Compare and Contrast Misha and Uri in Milkweed
In the Milkweed by Jerry Spinelli, almost all characters possess similar traits, as they are all street kids. The notable differences among the characters are mainly from their backgrounds while their similarities come from their physical attributes as portrayed through Misha and Uri. Misha is a nameless and nobody boy who acquires several names until he joins street kids band when Uri names him Misha Pilsudski. Uri on the other hand is a bit mature than other boys and he acts as a guardian of Misha. Misha is the main character who is used to develop the story. Misha starts as an orphaned, homeless, nobody and nameless kid until he joins the streets band where he obtains the gypsy identity. He survives by stealing food and using his quickness and shortness to escape danger (Spinelli 5). Misha cannot connect with his past, and as a result, he is unable to understand the world around him. He spends much of his time with Janina, a friend, and other street boys.
Like Misha, Uri is also a street boy. The two characters learn the tactics of the street, which they use to survive. For example, they learn thieving techniques used by other street kids to smuggle food and other basic items. Uri uses his natural characteristics like Misha to survive in the streets. For example, he uses his age and fearless attribute to claim the leadership of the ring (Spinelli 14). Similarly, Misha used his size and fastness to obtain food.

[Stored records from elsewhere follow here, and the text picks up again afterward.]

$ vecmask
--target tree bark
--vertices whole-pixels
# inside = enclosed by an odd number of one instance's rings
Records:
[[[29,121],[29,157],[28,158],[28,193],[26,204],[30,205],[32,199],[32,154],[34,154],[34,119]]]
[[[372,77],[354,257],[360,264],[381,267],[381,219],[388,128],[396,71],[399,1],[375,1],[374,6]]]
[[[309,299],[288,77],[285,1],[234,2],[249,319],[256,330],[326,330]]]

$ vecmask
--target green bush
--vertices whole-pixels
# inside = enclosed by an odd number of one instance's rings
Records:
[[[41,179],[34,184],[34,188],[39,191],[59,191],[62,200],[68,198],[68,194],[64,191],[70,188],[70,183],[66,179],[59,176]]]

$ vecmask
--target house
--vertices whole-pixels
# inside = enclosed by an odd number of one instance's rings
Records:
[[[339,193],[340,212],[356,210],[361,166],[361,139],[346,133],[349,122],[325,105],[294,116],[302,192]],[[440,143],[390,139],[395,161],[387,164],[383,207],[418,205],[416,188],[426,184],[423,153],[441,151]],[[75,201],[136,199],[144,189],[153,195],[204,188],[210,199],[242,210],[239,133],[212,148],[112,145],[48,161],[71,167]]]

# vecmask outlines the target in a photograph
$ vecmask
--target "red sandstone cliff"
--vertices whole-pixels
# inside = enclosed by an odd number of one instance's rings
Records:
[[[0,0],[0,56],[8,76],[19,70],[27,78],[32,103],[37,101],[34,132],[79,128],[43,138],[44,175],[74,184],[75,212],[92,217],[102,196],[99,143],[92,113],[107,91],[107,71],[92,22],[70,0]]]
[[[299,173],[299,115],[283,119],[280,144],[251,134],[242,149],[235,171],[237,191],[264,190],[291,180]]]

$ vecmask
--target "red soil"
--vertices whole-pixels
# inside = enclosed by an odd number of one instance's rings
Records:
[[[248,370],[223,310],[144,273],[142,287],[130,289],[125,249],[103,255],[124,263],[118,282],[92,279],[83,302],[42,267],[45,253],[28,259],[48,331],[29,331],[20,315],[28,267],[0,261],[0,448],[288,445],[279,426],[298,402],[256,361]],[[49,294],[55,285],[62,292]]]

Unlike Misha, Uri has had the street identify from the beginning, as showcased through his skillful acts, for example, he has mastered all the tricks of surviving in the streets. In several instances, he helps Misha to escape danger besides acting as Misha’s guardian. Uri does not live in the ghetto like Misha and other street kids; he lived in blue camel. Uri was a bit older than other homeless children including Uri. Misha is fearful while Uri is courageous, for example, he would always help Misha to evade danger.